## Import libraries

In [None]:
import os
import json

import matplotlib.pyplot as plt
from collections import defaultdict
from scipy.spatial.distance import hamming

In [None]:
FORMAT_TYPE_MAP = {
    "0": {"separator": ":", "casing": "capitalize", "space": ""},
    "1": {"separator": ":", "casing": "capitalize", "space": " "},
    "2": {"separator": ":", "casing": "upper", "space": ""},
    "3": {"separator": ":", "casing": "upper", "space": " "},
    "4": {"separator": ": ", "casing": "capitalize", "space": ""},
    "5": {"separator": ": ", "casing": "capitalize", "space": " "},
    "6": {"separator": ": ", "casing": "upper", "space": ""},
    "7": {"separator": ": ", "casing": "upper", "space": " "},
}
format_config = {
    "0": [0,0,0],
    "1": [0,0,1],
    "2": [0,1,0],
    "3": [0,1,1],
    "4": [1,0,0],
    "5": [1,0,1],
    "6": [1,1,0],
    "7": [1,1,1],
}

In [None]:
def get_configs(format_factor_number):
    num_formats = pow(2, format_factor_number)
    assert num_formats == NUM_FORMATS
    return [f"{i}_{j}" for i in range(num_formats) for j in range(num_formats) if i < j]
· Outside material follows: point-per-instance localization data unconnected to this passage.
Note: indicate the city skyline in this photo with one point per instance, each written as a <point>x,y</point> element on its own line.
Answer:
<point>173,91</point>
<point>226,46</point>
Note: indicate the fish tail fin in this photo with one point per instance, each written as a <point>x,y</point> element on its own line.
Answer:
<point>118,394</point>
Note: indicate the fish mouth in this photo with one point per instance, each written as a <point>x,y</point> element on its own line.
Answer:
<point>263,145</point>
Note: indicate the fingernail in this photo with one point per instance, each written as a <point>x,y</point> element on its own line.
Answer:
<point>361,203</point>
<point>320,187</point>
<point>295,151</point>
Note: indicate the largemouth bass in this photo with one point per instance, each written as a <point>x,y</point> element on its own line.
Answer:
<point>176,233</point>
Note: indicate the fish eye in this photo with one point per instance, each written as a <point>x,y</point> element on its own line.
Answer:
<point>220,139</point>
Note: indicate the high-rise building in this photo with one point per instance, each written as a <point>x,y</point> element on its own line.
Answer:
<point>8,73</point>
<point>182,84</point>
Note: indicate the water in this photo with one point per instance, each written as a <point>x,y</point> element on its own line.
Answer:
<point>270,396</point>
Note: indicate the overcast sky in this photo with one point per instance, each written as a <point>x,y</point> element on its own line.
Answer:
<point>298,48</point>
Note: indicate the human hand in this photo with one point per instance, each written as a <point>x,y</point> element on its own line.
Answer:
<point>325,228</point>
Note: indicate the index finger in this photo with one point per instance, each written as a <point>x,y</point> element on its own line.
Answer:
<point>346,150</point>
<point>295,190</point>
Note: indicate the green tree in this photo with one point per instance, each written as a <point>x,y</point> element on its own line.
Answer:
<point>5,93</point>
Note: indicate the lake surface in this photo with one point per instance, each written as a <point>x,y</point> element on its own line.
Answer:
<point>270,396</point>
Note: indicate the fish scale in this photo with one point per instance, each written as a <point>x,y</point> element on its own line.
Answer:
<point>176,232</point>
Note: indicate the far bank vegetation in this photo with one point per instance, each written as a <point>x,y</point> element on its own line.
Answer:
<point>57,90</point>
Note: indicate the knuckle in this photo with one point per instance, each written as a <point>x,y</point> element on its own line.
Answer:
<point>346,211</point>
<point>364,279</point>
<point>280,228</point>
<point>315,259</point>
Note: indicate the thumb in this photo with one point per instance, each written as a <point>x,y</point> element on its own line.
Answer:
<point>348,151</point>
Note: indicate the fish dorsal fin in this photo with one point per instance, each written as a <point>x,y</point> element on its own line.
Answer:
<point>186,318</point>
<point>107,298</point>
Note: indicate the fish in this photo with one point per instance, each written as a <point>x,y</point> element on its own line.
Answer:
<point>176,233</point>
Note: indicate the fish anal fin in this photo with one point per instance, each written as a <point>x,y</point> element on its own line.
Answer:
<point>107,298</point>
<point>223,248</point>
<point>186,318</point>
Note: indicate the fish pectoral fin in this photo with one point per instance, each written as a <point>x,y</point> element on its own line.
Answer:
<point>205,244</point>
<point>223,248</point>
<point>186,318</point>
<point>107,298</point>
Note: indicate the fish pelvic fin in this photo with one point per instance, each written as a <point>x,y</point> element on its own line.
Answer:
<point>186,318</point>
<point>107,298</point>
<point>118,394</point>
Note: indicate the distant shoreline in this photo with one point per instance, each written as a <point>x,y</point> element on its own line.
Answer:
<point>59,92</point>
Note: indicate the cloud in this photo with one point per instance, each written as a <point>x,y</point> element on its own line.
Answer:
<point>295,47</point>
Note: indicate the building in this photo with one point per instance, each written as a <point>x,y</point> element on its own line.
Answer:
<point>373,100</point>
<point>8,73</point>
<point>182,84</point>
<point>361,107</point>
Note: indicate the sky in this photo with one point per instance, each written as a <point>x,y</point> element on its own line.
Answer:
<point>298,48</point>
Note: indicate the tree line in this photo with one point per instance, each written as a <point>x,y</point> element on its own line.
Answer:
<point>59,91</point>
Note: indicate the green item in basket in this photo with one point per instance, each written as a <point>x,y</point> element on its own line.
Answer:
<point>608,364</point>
def get_format_distance(f1, f2):
    f1 = format_config[f1]
    f2 = format_config[f2]
    return sum([abs(f1[i] - f2[i]) for i in range(format_num)])

In [None]:
result_dir = "../../../results"

## Correlation with consistency (bin chart)

In [None]:
os.makedirs(f"bin_chart", exist_ok=True)

dataset_names = ["CommonsenseQA", "QASC", "100TFQA", "GSM8K"]
model_names = ["Phi-3.5-mini-instruct", "Phi-3.5-vision-instruct", "Llama-3.1-8B", "Llama-3.1-8B-Instruct", "DeepSeek-R1-Distill-Llama-8B", "gpt-4o-2024-11-20"]
prompting_strategies = ["zero-shot", "zero-shot-cot", "few-shot", "few-shot-cot"]
NUM_FORMATS = 8
format_num = 3

# Read score file
scores = {}
for model_name in model_names:
    for dataset_name in dataset_names:
        for prompting_strategy in prompting_strategies:
            input_path = f"{result_dir}/{dataset_name}/{model_name}/{prompting_strategy}_score.json"
            try:
                with open(input_path) as fin:
                    score = json.load(fin)
                    scores[(model_name, dataset_name, prompting_strategy)] = score
            except Exception as e:
                # print(e)
                continue

pairwise_distance = {k : get_format_distance(k[0], k[2]) for k in get_configs(format_num)}

for m_i, model_name in enumerate(model_names):
    fig, axes = plt.subplots(nrows=len(dataset_names), ncols=len(prompting_strategies), figsize=(20, 20))
    fig.subplots_adjust(hspace=0.5)
    for d_j, dataset_name in enumerate(dataset_names):
        for p_k, prompting_strategy in enumerate(prompting_strategies):
            try:
                score = scores[(model_name, dataset_name, prompting_strategy)]
            except:
                continue
            # Bar
            dist_consistency = defaultdict(list)
            for k, v in pairwise_distance.items():
                dist_consistency[v].append(score["consistency"][k])

            y_vals = []
            y_errs = []
            for k, v in dist_consistency.items():
                mean = sum(v) / len(v)
                std = (sum([(x - mean) ** 2 for x in v]) / len(v)) ** 0.5

                y_vals.append(mean)
                y_errs.append(std)
                
            x_vals = [i+1 for i in range(format_num)]
            max_vals = [x + y for x, y in zip(y_vals, y_errs)]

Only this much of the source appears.